What is Cross Entropy Loss?

Easy Last updated on May 7, 2022, 1:12 a.m.

The Cross-Entropy Loss function is used as a classification Loss Function. It is also known as Log Loss, It measures the performance of a model whose output is in form of probability value in [0,1]. The main reason to use this loss function is that the Cross-Entropy function is of an exponential family and therefore it’s always convex.

Still, for a multilayer neural network having inputs x, weights w, and output y, and loss function L(CrossEntropy) is not going to be convex, due to non-linearities added at each layer in form of activation functions.

Markdown Monster icon
Fig 1: Cross Entropy Loss Function graph for binary classification setting

Cross Entropy Loss Equation

Mathematically, for a binary classification setting, cross entropy is defined as the following equation:

$$ CE Loss = -\frac{1}{m} \sum_{i=1}^{m} y_i*log(p_i) + (1-y_i) * log(1-p_i)$$

here (yi) is the binary indicator (0 or 1) denoting the class for the sample, and
(pi) denotes the predicted probability between 0 and 1 for that input.

Cross Entropy Derivative

As cross-entropy loss function is convex in nature, its derivative is
$$ \frac{\partial CE Loss}{\partial w_t} = -\sum_{i} y_i \frac{\partial log p_i}{\partial w_t} = -\sum_{i} y_i \frac{1}{p_i} \frac{\partial p_i}{\partial w_t} $$

To ensure the output is in the range of [0,1], neural networks use the softmax function as the last layer making

$$ p = \frac{1}{1+e^{-wx+b}}$$ and,
$$ \frac{\partial p}{\partial w}= p(1-p)$$

so, by using differentiation of p, we will obtain
$$ \frac{\partial CE Loss}{\partial w_t} = p_t - y_t $$

Other properties of Cross-Entropy Loss:

  1. cross-entropy loss increases as the predicted probability diverges from the actual label. For example: if P(y_pred=true label)=0.01, would be bad and result in a high loss value. A perfect model would have a loss of 0.

  2. The graph above shows the range of possible loss values given a true observation. As the predicted probability approaches 1, log loss slowly decreases. As the predicted probability decreases, however, the log loss increases rapidly.

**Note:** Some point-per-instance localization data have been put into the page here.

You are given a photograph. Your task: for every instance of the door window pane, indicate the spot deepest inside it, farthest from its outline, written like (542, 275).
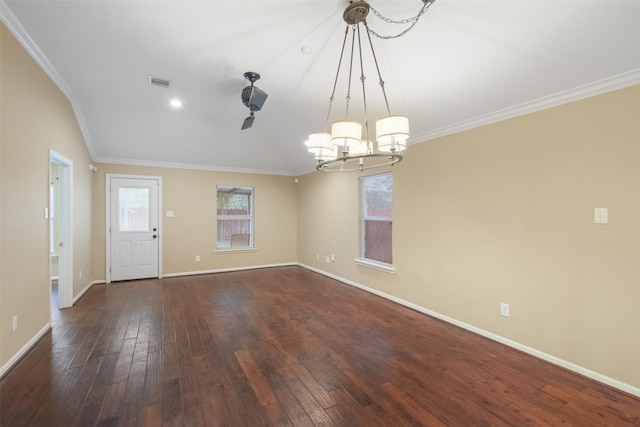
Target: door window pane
(133, 209)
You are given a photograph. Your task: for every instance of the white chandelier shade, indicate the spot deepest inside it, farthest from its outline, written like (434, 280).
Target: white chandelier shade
(343, 149)
(319, 143)
(392, 133)
(346, 133)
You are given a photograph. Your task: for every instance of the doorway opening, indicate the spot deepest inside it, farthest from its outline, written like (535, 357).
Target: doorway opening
(61, 230)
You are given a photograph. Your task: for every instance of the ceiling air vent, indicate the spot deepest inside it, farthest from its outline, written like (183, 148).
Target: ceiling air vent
(156, 81)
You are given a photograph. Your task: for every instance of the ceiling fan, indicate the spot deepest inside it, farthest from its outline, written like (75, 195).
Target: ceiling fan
(253, 98)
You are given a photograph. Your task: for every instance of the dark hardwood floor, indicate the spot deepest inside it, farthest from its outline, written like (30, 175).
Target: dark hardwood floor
(283, 347)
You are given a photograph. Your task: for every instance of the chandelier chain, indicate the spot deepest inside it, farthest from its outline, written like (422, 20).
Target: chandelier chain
(413, 20)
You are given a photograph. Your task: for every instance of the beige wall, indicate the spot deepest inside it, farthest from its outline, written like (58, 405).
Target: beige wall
(191, 195)
(504, 213)
(35, 117)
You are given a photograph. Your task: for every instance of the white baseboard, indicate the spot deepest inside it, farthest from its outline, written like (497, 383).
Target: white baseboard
(84, 291)
(628, 388)
(224, 270)
(24, 350)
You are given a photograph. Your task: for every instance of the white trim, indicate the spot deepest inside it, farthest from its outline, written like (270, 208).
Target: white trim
(234, 250)
(24, 350)
(86, 288)
(18, 31)
(387, 268)
(619, 81)
(191, 166)
(226, 270)
(66, 228)
(628, 388)
(108, 219)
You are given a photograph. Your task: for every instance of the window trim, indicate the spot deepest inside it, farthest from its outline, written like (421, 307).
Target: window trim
(382, 266)
(367, 262)
(250, 217)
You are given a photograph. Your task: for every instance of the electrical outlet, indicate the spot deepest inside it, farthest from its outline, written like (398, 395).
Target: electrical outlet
(504, 309)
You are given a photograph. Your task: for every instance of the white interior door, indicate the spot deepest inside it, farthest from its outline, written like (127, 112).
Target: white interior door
(134, 228)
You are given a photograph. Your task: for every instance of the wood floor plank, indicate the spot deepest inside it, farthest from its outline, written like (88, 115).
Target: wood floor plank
(283, 347)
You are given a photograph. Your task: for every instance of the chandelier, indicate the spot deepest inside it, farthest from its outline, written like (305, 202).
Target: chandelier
(343, 149)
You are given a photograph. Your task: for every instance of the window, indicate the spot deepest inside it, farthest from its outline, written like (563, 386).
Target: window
(376, 196)
(235, 217)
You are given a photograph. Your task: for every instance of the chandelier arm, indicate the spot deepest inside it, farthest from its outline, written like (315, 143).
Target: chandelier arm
(375, 60)
(335, 82)
(364, 92)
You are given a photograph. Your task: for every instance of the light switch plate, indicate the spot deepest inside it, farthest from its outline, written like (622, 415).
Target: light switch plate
(600, 216)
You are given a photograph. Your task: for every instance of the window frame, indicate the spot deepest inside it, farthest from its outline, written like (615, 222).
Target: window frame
(250, 217)
(363, 218)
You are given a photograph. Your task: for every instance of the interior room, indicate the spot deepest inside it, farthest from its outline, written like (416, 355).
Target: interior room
(515, 213)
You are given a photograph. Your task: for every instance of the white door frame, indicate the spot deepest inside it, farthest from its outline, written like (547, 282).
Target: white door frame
(108, 219)
(65, 224)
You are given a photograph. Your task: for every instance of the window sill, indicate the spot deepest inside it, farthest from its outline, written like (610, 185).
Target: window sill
(234, 250)
(377, 265)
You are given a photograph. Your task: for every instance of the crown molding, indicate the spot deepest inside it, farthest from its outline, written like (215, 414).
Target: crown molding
(18, 31)
(619, 81)
(192, 166)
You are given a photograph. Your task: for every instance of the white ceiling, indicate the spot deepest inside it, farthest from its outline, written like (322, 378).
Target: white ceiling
(464, 64)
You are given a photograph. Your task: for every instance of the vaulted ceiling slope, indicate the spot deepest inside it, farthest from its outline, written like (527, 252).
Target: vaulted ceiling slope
(464, 64)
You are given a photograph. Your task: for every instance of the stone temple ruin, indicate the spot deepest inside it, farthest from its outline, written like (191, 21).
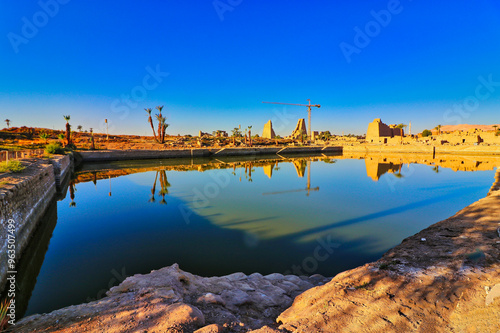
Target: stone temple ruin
(299, 129)
(378, 132)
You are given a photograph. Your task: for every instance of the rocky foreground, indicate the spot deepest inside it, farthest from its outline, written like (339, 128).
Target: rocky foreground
(444, 279)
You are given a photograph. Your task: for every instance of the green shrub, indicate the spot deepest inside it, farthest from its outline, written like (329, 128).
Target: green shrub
(12, 166)
(426, 133)
(54, 148)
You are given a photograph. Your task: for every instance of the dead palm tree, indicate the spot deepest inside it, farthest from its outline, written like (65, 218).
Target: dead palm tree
(68, 129)
(44, 136)
(158, 117)
(164, 126)
(150, 120)
(438, 128)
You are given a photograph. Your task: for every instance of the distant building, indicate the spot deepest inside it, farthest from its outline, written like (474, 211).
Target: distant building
(300, 129)
(378, 132)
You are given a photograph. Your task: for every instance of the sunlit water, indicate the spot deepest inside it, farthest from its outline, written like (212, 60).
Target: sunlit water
(230, 220)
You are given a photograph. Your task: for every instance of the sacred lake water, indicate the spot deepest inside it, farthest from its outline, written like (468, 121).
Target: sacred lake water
(299, 215)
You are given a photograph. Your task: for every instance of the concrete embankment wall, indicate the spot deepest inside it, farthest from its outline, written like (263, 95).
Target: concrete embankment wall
(25, 200)
(136, 154)
(424, 149)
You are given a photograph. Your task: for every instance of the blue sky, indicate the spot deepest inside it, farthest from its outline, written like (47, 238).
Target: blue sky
(422, 61)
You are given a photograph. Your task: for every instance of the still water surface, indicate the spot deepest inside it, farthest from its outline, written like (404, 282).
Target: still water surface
(300, 216)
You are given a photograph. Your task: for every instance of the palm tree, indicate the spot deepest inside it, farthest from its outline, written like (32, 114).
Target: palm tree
(92, 143)
(438, 128)
(44, 136)
(68, 129)
(250, 135)
(236, 132)
(164, 126)
(60, 136)
(158, 117)
(150, 120)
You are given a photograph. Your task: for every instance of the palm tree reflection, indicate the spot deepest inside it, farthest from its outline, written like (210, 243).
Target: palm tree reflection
(72, 190)
(164, 186)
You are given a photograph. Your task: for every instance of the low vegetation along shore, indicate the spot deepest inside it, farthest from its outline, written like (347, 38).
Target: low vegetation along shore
(445, 278)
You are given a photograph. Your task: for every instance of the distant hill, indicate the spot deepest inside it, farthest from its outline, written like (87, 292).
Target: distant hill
(466, 127)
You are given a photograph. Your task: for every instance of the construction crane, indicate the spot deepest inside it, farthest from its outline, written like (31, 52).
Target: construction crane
(308, 188)
(309, 106)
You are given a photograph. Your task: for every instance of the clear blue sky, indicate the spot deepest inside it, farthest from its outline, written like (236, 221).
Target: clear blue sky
(225, 57)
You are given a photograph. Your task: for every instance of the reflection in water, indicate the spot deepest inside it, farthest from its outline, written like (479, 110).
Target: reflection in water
(376, 167)
(216, 224)
(28, 267)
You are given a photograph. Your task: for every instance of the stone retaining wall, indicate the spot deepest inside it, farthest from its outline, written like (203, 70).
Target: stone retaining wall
(24, 199)
(425, 149)
(137, 154)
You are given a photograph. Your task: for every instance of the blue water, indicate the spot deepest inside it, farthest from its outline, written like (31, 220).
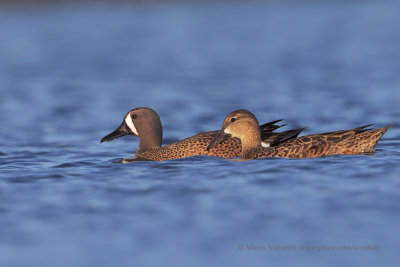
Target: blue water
(68, 75)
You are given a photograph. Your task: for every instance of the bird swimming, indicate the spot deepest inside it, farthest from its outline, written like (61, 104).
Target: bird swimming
(145, 123)
(243, 125)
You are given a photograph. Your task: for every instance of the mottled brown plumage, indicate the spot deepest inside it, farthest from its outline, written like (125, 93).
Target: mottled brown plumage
(145, 123)
(243, 125)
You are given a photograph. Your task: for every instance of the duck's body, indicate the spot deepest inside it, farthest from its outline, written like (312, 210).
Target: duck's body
(242, 124)
(145, 123)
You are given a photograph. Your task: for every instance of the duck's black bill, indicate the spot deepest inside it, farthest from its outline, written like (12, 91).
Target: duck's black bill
(218, 139)
(121, 131)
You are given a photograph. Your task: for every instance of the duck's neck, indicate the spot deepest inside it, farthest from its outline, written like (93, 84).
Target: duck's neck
(251, 142)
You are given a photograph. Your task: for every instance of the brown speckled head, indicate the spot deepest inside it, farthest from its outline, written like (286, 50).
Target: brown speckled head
(243, 125)
(142, 122)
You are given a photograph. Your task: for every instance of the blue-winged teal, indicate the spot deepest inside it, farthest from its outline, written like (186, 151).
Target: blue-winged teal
(243, 125)
(146, 124)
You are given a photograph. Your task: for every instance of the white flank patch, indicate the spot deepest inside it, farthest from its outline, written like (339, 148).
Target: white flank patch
(129, 122)
(265, 144)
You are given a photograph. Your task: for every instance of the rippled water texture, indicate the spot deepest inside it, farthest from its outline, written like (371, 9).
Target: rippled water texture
(68, 74)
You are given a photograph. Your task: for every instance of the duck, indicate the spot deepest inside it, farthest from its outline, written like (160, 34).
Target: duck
(144, 122)
(243, 125)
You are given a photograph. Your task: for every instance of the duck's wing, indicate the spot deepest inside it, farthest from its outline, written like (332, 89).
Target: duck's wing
(274, 139)
(355, 141)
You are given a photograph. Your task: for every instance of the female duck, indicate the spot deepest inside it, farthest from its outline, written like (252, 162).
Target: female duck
(243, 125)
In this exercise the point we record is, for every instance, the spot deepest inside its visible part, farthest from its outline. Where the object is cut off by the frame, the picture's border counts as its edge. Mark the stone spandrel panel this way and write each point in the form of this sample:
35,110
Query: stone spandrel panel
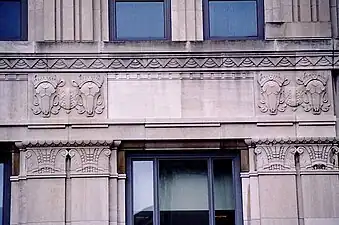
181,95
67,95
302,18
13,98
304,94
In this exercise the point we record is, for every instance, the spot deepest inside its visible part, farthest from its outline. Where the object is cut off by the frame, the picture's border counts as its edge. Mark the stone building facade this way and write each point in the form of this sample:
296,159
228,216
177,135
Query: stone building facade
76,105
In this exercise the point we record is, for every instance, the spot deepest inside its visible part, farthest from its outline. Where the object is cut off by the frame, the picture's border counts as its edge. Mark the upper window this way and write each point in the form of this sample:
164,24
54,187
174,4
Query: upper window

Log loss penalizes both types of errors, but especially those predictions that are confident and wrong!

Cross-entropy and log loss are slightly different depending on the context, but in machine learning when calculating error rates between 0 and 1 they resolve to the same thing.

Python Implementation

def CrossEntropy(yHat, y):
    if y == 1:
      return -log(yHat)
    else:
      return -log(1 - yHat)